Unsurprisingly, www.vino.com is most popular in Italy. According to the data from CrUX, it seems much more users visited the website using phones rather than desktops or tablets. Almost 74% of the traffic that originated from Italy in the trimester from April to June 2023 came from phones. 96% of these connections were 4G or better.

Traffic by connectivity and device, grouped by country (first 5 results)
country	coarse popularity	desktop traffic	phone traffic	tablet traffic	4G percentage	3G percentage
Italy	5000	23.60	73.82	1.58	96.13	2.87
Belgium	36667	26.90	68.24	3.93	97.52	1.49
Luxembourg	36667	0	33	0	33	0
Sweden	50000	20.82	78.14	0	98.97	0
Germany	50000	17.29	77.72	4.06	97.25	1.82

⚠️ — A phone connected to a WiFi network is still a phone, but has a much better connectivity than the same phone connected to the a cell network. Don't forget this when interpreting that 4G percentage in the table.

Performance metrics over time

Knowing which countries and devices the traffic comes from is key. It suggests us to focus on metrics recorded for this combination of factors. It would be pointless to look at the performance of www.vino.com on tablets in the UK, if we know that the website is mostly visited from phones, from Italy.

TTFB

I agree with Barry that Core Web Vitals are really important, but there is another metric that is absolutely crucial for web performance: Time To First Byte (TTFB).

The thing is, we can’t really optimize for TTFB, because TTFB is the sum of the many things:

HTTP redirects
Service worker’s startup time
DNS lookup
Connection and TLS negotiation
Request, up until the point at which the first byte of the response has arrived

Also, is not always appropriate to compare the TTFB of a website built with one technology (e.g. client-side rendering), to the TTFB of another website built with a different technology (e.g. server-side rendering).

But there is one thing we can say by looking at the value of TTFB: if it’s bad, we know we have some work to do.

While a good TTFB doesn’t necessarily mean you will have a fast website, a bad TTFB almost certainly guarantees a slow one.

— Harry Roberts

I created a tool that allows me to obtain data from CrUX (both the CrUX BigQuery dataset and the CrUX History API) without ever leaving Google Sheets. Let’s start with TTFB.

Six months of historical field performance data show that TTFB has been good for over 75% of the phone users.

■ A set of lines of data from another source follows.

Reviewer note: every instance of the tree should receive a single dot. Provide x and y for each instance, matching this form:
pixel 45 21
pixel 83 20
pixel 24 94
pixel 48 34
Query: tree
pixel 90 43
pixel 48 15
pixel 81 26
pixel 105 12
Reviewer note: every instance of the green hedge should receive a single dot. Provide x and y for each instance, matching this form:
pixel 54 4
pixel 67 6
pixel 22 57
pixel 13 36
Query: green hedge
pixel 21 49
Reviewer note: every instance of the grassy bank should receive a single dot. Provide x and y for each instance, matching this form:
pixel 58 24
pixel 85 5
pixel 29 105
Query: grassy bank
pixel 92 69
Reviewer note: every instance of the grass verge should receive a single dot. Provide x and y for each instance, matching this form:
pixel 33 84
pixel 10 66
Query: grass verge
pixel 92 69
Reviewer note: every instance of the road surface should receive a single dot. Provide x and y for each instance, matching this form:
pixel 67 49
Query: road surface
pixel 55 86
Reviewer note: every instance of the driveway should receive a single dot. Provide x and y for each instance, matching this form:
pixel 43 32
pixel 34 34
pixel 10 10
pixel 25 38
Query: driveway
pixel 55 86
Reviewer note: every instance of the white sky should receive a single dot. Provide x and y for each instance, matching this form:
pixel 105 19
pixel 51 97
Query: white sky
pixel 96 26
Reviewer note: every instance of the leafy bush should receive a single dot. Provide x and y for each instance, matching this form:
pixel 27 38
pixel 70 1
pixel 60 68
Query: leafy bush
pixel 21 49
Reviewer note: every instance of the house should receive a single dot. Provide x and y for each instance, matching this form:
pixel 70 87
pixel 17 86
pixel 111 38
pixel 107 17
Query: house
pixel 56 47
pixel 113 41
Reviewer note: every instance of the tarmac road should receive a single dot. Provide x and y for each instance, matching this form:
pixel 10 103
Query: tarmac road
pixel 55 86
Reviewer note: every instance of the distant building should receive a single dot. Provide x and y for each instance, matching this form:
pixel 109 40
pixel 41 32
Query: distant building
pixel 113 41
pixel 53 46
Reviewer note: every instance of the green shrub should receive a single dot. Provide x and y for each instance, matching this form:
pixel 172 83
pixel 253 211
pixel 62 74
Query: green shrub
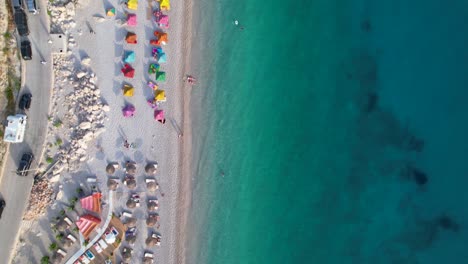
pixel 45 260
pixel 7 35
pixel 53 246
pixel 58 142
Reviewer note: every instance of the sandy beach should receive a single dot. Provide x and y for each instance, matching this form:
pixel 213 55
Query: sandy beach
pixel 99 57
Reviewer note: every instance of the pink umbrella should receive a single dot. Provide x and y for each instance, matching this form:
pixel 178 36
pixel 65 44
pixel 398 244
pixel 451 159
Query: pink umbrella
pixel 128 111
pixel 163 21
pixel 131 20
pixel 159 116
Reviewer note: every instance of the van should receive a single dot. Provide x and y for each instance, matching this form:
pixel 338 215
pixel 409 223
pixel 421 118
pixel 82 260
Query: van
pixel 26 51
pixel 32 6
pixel 21 22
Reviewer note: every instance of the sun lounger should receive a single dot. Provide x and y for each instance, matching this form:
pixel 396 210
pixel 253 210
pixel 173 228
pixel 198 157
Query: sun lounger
pixel 102 243
pixel 71 237
pixel 91 179
pixel 126 214
pixel 66 219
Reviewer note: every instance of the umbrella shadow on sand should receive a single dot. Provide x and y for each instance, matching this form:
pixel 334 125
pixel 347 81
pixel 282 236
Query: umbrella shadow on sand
pixel 175 126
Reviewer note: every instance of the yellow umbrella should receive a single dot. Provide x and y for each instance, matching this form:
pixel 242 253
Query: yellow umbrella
pixel 128 90
pixel 160 96
pixel 132 4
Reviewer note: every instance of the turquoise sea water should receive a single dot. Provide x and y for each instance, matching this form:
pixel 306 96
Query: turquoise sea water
pixel 307 127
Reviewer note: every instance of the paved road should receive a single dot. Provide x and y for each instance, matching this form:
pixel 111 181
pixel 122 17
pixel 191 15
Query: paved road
pixel 37 80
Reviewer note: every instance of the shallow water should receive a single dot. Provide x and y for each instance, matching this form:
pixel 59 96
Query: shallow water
pixel 310 124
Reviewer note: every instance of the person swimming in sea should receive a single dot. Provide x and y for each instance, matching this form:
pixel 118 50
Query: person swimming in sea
pixel 236 23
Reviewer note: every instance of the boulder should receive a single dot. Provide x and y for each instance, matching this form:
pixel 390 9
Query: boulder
pixel 80 74
pixel 85 125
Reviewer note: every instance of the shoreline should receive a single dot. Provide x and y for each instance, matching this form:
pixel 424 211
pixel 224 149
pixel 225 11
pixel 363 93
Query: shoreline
pixel 184 184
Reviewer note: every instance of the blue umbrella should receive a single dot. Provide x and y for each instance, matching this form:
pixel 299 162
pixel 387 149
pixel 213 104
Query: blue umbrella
pixel 129 57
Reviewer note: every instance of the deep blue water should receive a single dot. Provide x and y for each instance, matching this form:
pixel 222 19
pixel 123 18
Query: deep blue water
pixel 330 132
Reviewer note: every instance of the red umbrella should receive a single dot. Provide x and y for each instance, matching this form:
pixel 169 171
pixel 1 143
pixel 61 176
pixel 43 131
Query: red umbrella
pixel 128 71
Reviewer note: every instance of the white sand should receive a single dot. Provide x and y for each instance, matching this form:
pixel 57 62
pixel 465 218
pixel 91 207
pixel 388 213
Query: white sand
pixel 154 142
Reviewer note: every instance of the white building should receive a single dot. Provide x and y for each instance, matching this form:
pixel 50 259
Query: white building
pixel 16 126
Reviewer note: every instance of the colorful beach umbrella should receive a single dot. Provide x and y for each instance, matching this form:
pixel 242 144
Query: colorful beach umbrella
pixel 129 57
pixel 162 38
pixel 128 71
pixel 153 68
pixel 131 20
pixel 160 96
pixel 152 85
pixel 132 4
pixel 161 76
pixel 128 111
pixel 159 116
pixel 162 58
pixel 163 21
pixel 128 90
pixel 131 38
pixel 110 12
pixel 165 5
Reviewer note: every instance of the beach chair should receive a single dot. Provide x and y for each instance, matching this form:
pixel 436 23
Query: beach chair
pixel 61 252
pixel 91 179
pixel 126 214
pixel 72 238
pixel 102 243
pixel 68 221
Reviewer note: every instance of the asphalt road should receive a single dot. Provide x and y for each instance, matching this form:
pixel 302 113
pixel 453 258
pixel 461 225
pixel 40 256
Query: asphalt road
pixel 14 189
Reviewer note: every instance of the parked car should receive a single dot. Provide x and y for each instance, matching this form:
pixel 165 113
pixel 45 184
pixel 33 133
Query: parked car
pixel 32 6
pixel 2 205
pixel 89 255
pixel 25 164
pixel 26 51
pixel 25 101
pixel 21 21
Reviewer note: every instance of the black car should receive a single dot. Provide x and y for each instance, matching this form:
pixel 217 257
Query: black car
pixel 26 51
pixel 25 101
pixel 21 22
pixel 25 164
pixel 2 205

In the timeline chart below we can see that even if TTFB started degrading a bit after mid-June 2023, its 75th percentile value is still below the threshold of what Google defines as good TTFB: 800ms.

vino.com TTFB 75th percentile over 6 months

It would be interesting to know why the website reached its best TTFB in early June and then started to worsen. But it’s hard to tell without having more information about the infrastructure the website is built on, and in general where the backend spends its time (e.g. cache hit/miss ratio on the CDN, CPU utilization and memory footprint on the server, etc).

Had CrUX reported a poor TTFB for the website, I would have suggested using the Server-Timing HTTP response header to understand where the backend spends its time.

FCP

The first thing a user sees after having requested a web page, is a blank screen. Until the browser renders something on the page, the user doesn’t know if the page is really loading, if there are connection issues, or simply if the website is broken. There are basically two interpretations about this something, hence two very similar metrics: Start Render and First Contentful Paint (FCP).

There are some differences in what Start Render and FCP consider DOM content, but the important thing is that they basically mark the end of the blank screen.

The best tool that shows when FCP occurs is the Details section of WebPageTest. For example, down below we can see that the FCP element is a small gray <div> that belong to the website banner and appears at ~2.3 seconds (the rest of the banner appears much later).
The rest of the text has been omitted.